Wycombe Wanderers




Ismaīla Sarr can, it seems, do it in front of a packed house against the champions as well as an empty one in the Championship.

The Senegal forward would not have expected his next Watford goal following his coming-of-age double against Liverpool in February to come eight months later in a behind-closed-doors Championship game against Wycombe Wanderers, but Sarr is so free-spirited and lacking in ego that he won't care who the goals come against or even who scores them. He would even have traded his early second-half header here against the Chairboys for three points because, as it turned out, it only came in a draw that felt very different to the one gained against Bournemouth on Saturday.

The expectation was that the third-placed Hornets would win this one against second-bottom and pointless Wycombe, but the Championship is famed for not going according to the form book and this was a stark reminder this division can throw up an unexpected result. This wasn't, though, a smash-and-grab from the home side – they fully deserved the point they picked up and could lay a fairly decent claim to having merited all three.

Ben Foster was the man of the match for the second midweek game in a row and that spoke volumes for the number and quality of chances the home created. It was difficult to believe this was their first point of the season and indeed their first at this level.

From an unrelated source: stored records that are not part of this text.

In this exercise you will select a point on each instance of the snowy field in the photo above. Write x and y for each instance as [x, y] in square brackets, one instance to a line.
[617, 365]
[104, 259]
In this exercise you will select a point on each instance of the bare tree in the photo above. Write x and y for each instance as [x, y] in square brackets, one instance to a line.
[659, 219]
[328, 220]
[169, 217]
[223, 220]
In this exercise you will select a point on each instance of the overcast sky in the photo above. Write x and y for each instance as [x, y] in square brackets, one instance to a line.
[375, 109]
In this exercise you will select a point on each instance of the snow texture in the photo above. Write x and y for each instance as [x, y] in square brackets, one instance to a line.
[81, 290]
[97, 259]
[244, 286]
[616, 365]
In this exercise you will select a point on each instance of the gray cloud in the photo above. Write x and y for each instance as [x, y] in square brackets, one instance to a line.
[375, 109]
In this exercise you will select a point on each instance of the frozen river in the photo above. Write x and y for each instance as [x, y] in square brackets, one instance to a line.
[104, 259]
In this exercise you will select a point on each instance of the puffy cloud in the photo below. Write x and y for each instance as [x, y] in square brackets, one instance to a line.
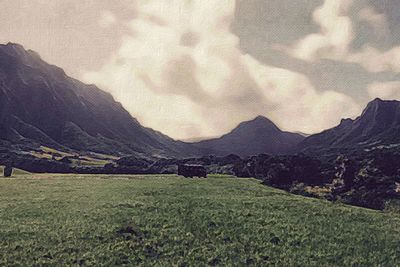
[387, 90]
[107, 19]
[376, 61]
[181, 71]
[335, 34]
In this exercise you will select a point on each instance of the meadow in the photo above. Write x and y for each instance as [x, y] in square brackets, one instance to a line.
[161, 220]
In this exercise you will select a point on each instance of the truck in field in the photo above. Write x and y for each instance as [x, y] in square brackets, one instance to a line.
[191, 170]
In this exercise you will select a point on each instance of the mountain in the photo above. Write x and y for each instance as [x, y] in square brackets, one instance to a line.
[378, 126]
[257, 136]
[41, 105]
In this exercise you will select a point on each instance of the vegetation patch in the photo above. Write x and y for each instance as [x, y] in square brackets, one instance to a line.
[163, 220]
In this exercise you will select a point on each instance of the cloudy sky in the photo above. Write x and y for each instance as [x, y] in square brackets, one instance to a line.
[196, 68]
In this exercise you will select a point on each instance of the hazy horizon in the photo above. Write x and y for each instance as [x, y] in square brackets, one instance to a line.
[196, 69]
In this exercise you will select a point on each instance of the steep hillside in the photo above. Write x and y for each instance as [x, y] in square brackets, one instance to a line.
[253, 137]
[40, 104]
[378, 125]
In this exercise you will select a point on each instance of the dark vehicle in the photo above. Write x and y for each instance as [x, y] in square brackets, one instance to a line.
[7, 171]
[192, 171]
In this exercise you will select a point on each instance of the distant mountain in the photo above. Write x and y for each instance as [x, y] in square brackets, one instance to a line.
[41, 105]
[257, 136]
[378, 125]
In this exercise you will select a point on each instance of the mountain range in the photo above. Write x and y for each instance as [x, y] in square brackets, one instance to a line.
[41, 106]
[377, 126]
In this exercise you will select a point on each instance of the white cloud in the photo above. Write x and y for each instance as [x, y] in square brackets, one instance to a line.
[386, 90]
[181, 72]
[376, 61]
[335, 34]
[107, 19]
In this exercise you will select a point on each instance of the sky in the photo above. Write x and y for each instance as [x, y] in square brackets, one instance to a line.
[197, 68]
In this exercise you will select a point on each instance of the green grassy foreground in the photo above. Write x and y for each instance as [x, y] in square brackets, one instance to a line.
[63, 220]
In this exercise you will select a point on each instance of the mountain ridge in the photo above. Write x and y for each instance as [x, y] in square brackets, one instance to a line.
[264, 135]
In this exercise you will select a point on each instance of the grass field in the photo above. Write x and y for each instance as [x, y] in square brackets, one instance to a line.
[64, 220]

Vladimir Ivić promised a difficult match and the Head Coach was spot on. Wycombe gave the Hornets a searching examination, particularly of their physical capabilities, and even the most partisan Watford fan couldn't have grumbled if their beloved team had found themselves at least a goal down at the break.

The Chairboys fashioned four chances, from half chances to gilt-edged ones, in the last third of the half and Gareth Ainsworth, the Wycombe manager, couldn't quite believe his side didn't take one of them. He was jumping up and down in the technical area, unable to fathom how his side hadn't added to their two goals so far this season.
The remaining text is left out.